Slashdot Mirror


They Work Long Hours, But What About Results?

theodp writes "HBS lecturer Robert C. Pozen says it's high time for management to stop emphasizing hours over results. By viewing those employees who come in over the weekend or stay late in the evening as more 'committed' and 'dedicated' to their work, as a UC Davis study showed, managers create a perverse incentive to not be efficient and get work done during normal business hours. 'It's an unfortunate reality that efficiency often goes unrewarded in the workplace,' writes Pozen. 'Focusing on results rather than hours will help you accomplish more at work and leave more time for the rest of your life.'"

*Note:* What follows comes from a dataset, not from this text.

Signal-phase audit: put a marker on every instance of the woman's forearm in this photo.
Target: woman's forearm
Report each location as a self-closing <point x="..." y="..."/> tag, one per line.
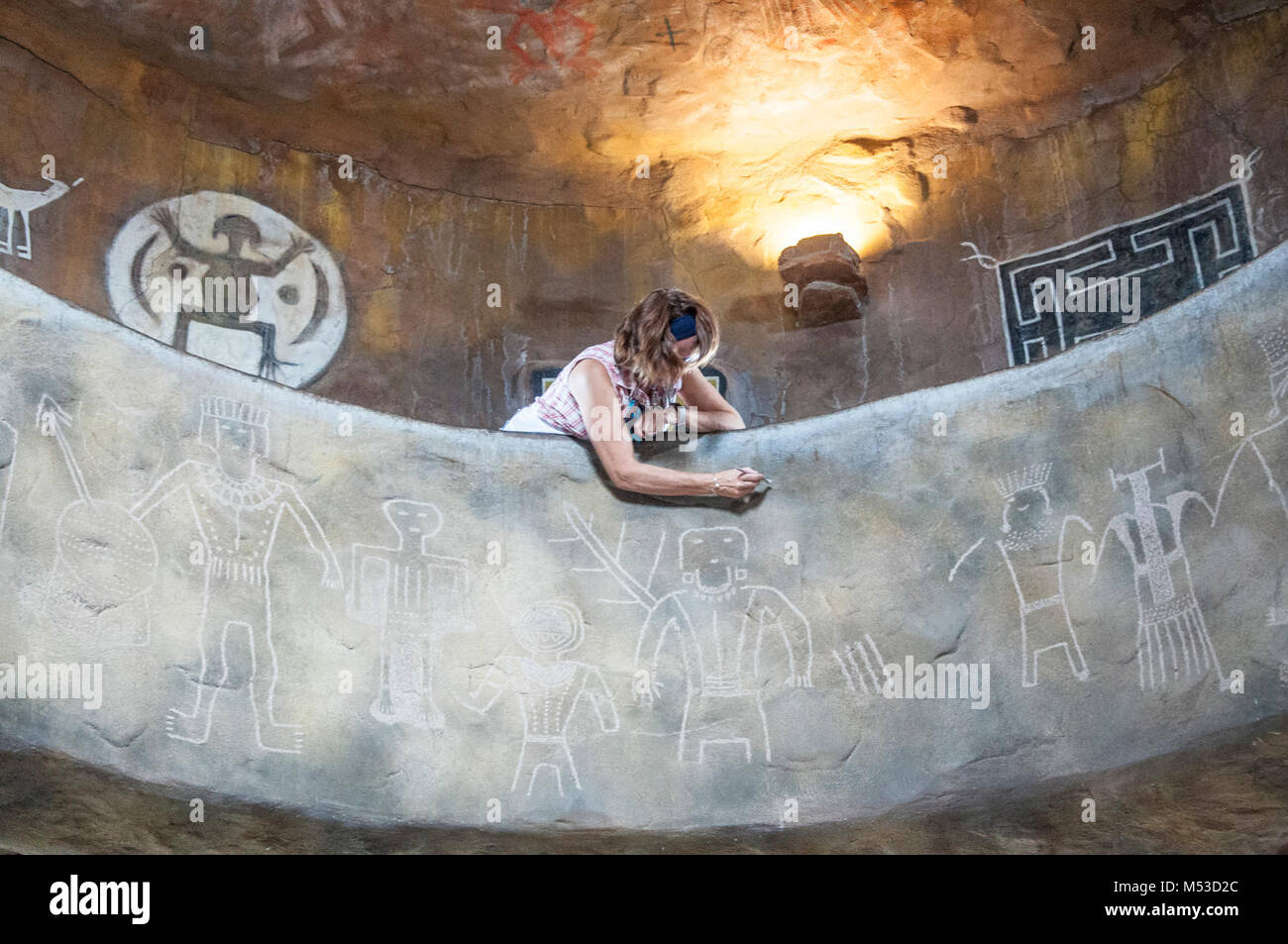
<point x="713" y="420"/>
<point x="653" y="479"/>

12 of 285 comments (clear)

  1. One way to do this... by edibobb · · Score: 4, Funny

    Measure performance based on lines of code put online. That should help efficiency.

    1. Re:One way to do this... by maxwell+demon · · Score: 4, Funny

      Great. Measure productivity by least lines of code written. ;-)

      --
      The Tao of math: The numbers you can count are not the real numbers.
    2. Re:One way to do this... by Hognoxious · · Score: 3, Funny

      It's more readable than perl and less bug prone than PHP.

      --
      Confucius say, "Find worm in apple - bad. Find half a worm - worse."
    3. Re:One way to do this... by IceNinjaNine · · Score: 4, Funny

      Great. Measure productivity by least lines of code written. ;-)

      I'm picturing this confluence of side effects, obfuscated C, and monkey patching ending in some sort of miniature black hole that envelopes the Earth.

      Suck that, strangelets! ;)

    4. Re:One way to do this... by DarthBart · · Score: 5, Funny

      Nobody "codes" in Perl. Perl programs are written by eating a bag of alphabet pasta and then chasing it with ipecac.

    5. Re:One way to do this... by xaxa · · Score: 3, Funny

      My alphabet spaghetti only had A-Z. Perl uses the *other* half of ASCII.

  2. Them Harvard guys by Hognoxious · · Score: 3, Funny

    Them Harvard guys don't miss a thing, do they?

    --
    Confucius say, "Find worm in apple - bad. Find half a worm - worse."
  3. Re:Measuring results by Hognoxious · · Score: 4, Funny

    This is notoriously difficult in creative, team efforts such a software development.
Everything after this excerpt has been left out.